Rate of reaction is equal to change in concentration of reactant or product with respect to interval of time and divide by their respective stoichiometric coefficient. It is also the instantaneous rate of formation of product in the reaction.

Complete step by step answer:
Rate of a reaction is defined as the rate of change of concentration of any of the reactants or the product in a given time. Rate of reaction with respect to reactant is defined as the rate at which reactant is converted into product. Rate of reaction in terms of reactant can be represented as:
${\text{rate of reaction}} = - \dfrac{{{\text{change in concentration of reactant}}}}{{{\text{time interval}}}}$ ,
A negative sign is used to show the concentration of reactant keeps on decreasing with time and as rate of reaction cannot be a negative value. Minimum value of rate of reaction is zero when the reaction is stopped. Similarly, rate of reaction in terms of product is written as:
${\text{rate of reaction}} = \dfrac{{{\text{change in concentration of product}}}}{{{\text{time interval}}}}$ ,
which indicates concentration of product increases with time.
For example: ${\text{mA}} + {\text{nB}} \to {\text{xC}} + {\text{yD}}$ reaction is given in which m moles of A react with n moles of B to give x mole of C and y mole of D. For this reaction rate or rate of reaction can be given as: ${\text{rate}} = - \dfrac{1}{{\text{m}}}\dfrac{{{\text{d}}\left[ {\text{A}} \right]}}{{{\text{dt}}}} = - \dfrac{1}{{\text{n}}}\dfrac{{{\text{d}}\left[ {\text{B}} \right]}}{{{\text{dt}}}} = \dfrac{1}{{\text{x}}}\dfrac{{{\text{d}}\left[ {\text{C}} \right]}}{{{\text{dt}}}} = \dfrac{1}{{\text{y}}}\dfrac{{{\text{d}}\left[ {\text{D}} \right]}}{{{\text{dt}}}}$ .
Such rate of reaction is known as instantaneous rate of reaction.
Now as given in question, $2{\text{A}} \to {\text{products}}$ , , the concentration of A decreases from $0.5{\text{mol}}{{\text{L}}^{ - 1}}$ to $0.4{\text{mol}}{{\text{L}}^{ - 1}}$ in 10 minutes. Rate of this reaction can be calculated as: ${\text{rate}} = - \dfrac{1}{2}\dfrac{{{{\left[ {\text{A}} \right]}_{{\text{final}}}} - {{\left[ {\text{A}} \right]}_{{\text{initial}}}}}}{{{\text{time interval}}}}$ . By putting value we get: ${\text{rate}} = - \dfrac{1}{2}\dfrac{{0.4 - 0.5}}{{10}} = 0.005{\text{mol}}{{\text{L}}^{ - 1}}{\text{mi}}{{\text{n}}^{ - 1}}$ .

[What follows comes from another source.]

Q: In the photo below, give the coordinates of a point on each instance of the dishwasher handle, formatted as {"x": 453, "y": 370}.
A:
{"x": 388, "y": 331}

Thus, the correct answer is $0.005{\text{mol}}{{\text{L}}^{ - 1}}{\text{mi}}{{\text{n}}^{ - 1}}$ .
Note:
The order of the reaction with respect to some component is the power to which the concentration of the components is raised in rate law. Order is found by experiment only it cannot be deduced from the equation for a given balanced reaction.